Another implication of mobile device use is how it impacts purchase planning. Shopping lists can now be maintained digitally and curated by the retailer or third-party provider. By using purchase histories to offer product recommendations and suggestions, firms can influence the consumer’s choices in new and different ways.
These kinds of developments raise a host of new and unanswered questions. What are these choices worth to the consumer or to the provider? How should they be valued? What are the competitive implications? Choice experiments and other methodologies will be critical in helping quantify value in this new purchase environment.
“Augmented with information about individual behaviors (like purchases and visits to physical stores), disaggregated data [such as individual-level clickstream, email, and text data] can provide compelling insights about purchase drivers and the impact of sellers’ marketing activities, as well as customer similarities and differences.”– Professor Edward J. Fox
Ms. O’Laughlin: What types of data might you use to assess the levels of mobile and online shopping, as well as to better understand what factors drive consumer behavior in mobile or online shopping environments? How accessible are these data?

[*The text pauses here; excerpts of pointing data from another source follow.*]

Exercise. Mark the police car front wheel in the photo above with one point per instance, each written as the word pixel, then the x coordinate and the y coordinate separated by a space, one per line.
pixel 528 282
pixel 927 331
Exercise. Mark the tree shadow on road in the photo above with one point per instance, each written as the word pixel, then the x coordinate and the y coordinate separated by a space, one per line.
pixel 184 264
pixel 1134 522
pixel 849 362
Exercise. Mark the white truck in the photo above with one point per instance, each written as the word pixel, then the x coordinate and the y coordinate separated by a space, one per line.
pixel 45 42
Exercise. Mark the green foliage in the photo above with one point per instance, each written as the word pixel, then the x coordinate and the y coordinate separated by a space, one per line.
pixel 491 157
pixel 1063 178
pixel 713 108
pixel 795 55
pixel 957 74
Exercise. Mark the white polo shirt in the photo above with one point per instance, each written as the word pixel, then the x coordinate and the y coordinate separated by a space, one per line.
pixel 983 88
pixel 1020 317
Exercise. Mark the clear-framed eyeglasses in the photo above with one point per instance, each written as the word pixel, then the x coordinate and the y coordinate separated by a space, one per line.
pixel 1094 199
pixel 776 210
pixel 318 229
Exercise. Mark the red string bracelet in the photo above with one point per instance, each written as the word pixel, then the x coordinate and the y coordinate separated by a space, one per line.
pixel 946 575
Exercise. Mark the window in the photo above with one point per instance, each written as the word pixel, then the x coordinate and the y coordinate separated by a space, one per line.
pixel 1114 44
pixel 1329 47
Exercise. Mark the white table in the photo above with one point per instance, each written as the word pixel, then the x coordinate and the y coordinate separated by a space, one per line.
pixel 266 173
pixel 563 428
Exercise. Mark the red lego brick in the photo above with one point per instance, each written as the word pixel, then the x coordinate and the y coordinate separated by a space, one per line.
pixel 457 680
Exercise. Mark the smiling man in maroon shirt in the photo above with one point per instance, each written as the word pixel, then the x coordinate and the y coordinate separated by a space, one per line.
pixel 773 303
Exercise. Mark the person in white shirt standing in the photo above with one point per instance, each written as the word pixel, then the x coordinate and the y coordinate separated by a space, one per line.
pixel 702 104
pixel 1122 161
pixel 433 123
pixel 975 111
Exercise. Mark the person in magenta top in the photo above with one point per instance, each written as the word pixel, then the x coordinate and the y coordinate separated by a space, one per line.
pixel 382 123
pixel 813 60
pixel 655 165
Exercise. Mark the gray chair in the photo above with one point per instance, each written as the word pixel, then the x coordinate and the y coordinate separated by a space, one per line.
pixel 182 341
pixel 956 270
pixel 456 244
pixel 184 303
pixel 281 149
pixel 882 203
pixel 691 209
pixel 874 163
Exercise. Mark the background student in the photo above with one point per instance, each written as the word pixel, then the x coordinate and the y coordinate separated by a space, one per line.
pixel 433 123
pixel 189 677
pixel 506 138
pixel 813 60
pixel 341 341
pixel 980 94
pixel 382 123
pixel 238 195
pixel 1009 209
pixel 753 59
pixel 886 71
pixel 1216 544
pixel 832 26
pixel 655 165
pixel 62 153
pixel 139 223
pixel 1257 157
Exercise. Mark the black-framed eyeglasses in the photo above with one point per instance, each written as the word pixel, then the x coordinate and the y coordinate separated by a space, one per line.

Professor Fox: Consumer decision making in the digital age is an important, rapidly evolving area of study. Perhaps it can be best understood by considering different types of data and how they may be applied.
One type of data is “aggregated” – over time, over consumers, over sellers, over geographies. Consider basic category-level metrics, for example, such as share of requirements online versus in-store. Consider also time-series data for online sales, digital device usage, clicks, cart abandonment, etc. We can use aggregated data to assess similarities and differences between product categories, sellers, and geographies, as well as how they change over time.
Perhaps more intriguing is “disaggregated” data, including individual-level clickstream, email, and text data. Augmented with information about individual behaviors (like purchases and visits to physical stores), disaggregated data can provide compelling insights about purchase drivers and the impact of sellers’ marketing activities, as well as customer similarities and differences.
We can analyze this type of data using “customer journey mapping,” a rapidly developing collection of tools for identifying the information consumers access along with whether, when, and how they progress to the point of purchase. Customer journey mapping has become increasingly important as consumers engage with the world digitally, a phenomenon that has accelerated during the pandemic.
At present, there is no generally accepted approach to customer journey mapping. But fortunately, it is amenable to rigorous quantitative analysis. Points along the customer journey can be analyzed separately – email click-through rates, affiliate link conversions, or shopping cart abandonments, for example. And the sequence of the customer journey can be analyzed using path modeling, structural equations modeling, and other sophisticated techniques.